Colin nodded. Even the Empire, which had a limitless supply of men to convert into Blackshirts, had difficulty maintaining a sizable force on the surface of each and every world in the Empire. But then, it didn’t matter. There were plenty of planetary populations that could have destroyed the Blackshirts in a single night, only to discover the Imperial Navy’s superdreadnaughts flickering into their system and coming to lay waste to their worlds. Hester was right. The insurgents would not risk showing their hand until they knew that their world was secure.
“We can start slipping more weapons into their bases,” Colin said. If nothing else, the Rim was awash in weapons, from ones manufactured by hidden colonies to weapons that had been diverted from the Empire’s stores. “And then they will be ready when we finally capture Camelot and liberate the sector.”
He looked up. He was tired, so tired, yet he was also happy. After everything he’d done to reach this point, there was still no end in sight… but he was no longer alone.
“I have faith in us,” he said, hoping that his words would inspire. “We can win this war. We will win this war.”
* * *
The spy had been growing impatient for the last four days, waiting for a chance to get off the asteroid. No such luck; the resistance leaders had insisted — in a rare display of unanimity — that no one was to leave until they had completed their business and departed.

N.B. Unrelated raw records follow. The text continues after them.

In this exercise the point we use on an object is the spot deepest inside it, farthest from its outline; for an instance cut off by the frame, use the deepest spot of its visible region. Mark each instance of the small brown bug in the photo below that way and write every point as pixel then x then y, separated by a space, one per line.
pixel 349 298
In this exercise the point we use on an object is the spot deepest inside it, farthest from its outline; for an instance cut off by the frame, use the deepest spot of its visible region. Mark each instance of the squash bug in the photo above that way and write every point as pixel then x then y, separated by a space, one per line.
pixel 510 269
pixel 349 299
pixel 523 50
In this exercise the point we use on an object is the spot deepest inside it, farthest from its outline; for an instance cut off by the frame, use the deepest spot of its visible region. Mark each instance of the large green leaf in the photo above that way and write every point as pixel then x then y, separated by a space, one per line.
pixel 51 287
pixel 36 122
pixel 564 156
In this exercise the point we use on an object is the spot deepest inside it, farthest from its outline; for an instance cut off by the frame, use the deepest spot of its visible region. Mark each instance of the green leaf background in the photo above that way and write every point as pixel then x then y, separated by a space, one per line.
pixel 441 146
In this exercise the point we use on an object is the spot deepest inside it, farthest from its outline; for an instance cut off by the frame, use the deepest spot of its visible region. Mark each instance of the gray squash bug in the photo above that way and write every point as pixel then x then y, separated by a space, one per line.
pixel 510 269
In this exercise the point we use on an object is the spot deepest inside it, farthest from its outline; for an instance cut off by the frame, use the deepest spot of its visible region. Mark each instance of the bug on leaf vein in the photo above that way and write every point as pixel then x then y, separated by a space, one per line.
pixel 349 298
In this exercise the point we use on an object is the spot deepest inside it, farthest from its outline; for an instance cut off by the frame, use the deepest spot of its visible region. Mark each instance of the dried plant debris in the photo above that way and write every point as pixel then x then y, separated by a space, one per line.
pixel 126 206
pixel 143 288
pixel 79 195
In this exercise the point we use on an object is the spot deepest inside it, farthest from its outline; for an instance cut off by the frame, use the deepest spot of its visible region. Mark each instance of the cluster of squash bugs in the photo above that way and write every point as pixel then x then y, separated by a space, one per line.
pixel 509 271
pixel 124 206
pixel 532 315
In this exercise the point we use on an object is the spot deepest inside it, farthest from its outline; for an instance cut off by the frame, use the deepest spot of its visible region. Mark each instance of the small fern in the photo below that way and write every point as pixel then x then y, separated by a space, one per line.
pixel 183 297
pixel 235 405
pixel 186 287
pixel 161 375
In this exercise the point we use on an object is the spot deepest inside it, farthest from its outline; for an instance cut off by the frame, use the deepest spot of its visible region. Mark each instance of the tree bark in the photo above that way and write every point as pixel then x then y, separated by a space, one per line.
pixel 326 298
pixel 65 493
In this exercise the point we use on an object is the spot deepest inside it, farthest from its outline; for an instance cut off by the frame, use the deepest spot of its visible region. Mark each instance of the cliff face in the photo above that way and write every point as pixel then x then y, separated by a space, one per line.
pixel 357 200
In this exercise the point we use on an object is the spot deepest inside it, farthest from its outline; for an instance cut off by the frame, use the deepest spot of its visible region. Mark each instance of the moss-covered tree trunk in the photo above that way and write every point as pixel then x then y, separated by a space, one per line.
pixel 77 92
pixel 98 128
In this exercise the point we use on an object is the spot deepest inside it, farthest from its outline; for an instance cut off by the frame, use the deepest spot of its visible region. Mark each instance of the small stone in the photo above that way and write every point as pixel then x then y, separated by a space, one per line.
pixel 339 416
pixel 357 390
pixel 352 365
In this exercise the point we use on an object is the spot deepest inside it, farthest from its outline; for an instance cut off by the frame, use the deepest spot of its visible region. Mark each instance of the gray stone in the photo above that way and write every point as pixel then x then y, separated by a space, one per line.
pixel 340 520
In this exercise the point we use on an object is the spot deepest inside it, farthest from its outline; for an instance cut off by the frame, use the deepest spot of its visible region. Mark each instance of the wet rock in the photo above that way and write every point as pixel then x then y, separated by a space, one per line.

The spy cursed their logic as much as she admired their effectiveness. She could have warned the Empire that an attack was about to be launched — even though she had no idea of the target — if only she could get off the asteroid!
As calmly as she could, she returned to his work and waited. There would be a chance to slip back onto one of the more well-known asteroids soon enough, and then she could make contact with an Imperial Intelligence undercover team. And then, the spy told herself, there would be a chance to stop the rebellion dead in its tracks.
For a crazy few minutes, just after Onslaught had flickered into the Jackson’s Folly system, Penny had thought that the mutineers had returned to the system and engaged the Imperial Navy. Five superdreadnaughts were posturing at a smaller task force of four superdreadnaughts and assorted smaller ships, going through a ballet that was both complex and extremely simple. The absence of weapons fire and the IFF signals transmitted from the superdreadnaughts revealed — to her slight embarrassment — that the starships were doing something rarely seen in the Imperial Navy, random drilling.
It wasn’t, she noted as her battlecruiser linked into the datanet serving as umpire for the duel, a live-fire exercise. The Imperial Navy frowned on live-fire drills, both because of the cost and because of the danger. Penny had been a child when the crew of a superdreadnaught had accidently armed a missile within the launch tubes — they’d somehow cut it free of the safety systems that should have prevented the missile from arming before it was launched — and detonated it inside the ship. The superdreadnaught had survived the blast — it was lucky that the other warheads had not detonated, as that would have vaporised the entire ship — yet her Captain had been unceremoniously cashiered from the service and her entire surviving crew had been blacklisted. Imperial Intelligence, according to some of the files she’d seen ever since she’d become Percival’s aide, had suspected it was deliberate sabotage, but the people responsible had died in the blast. There was no way to know for sure.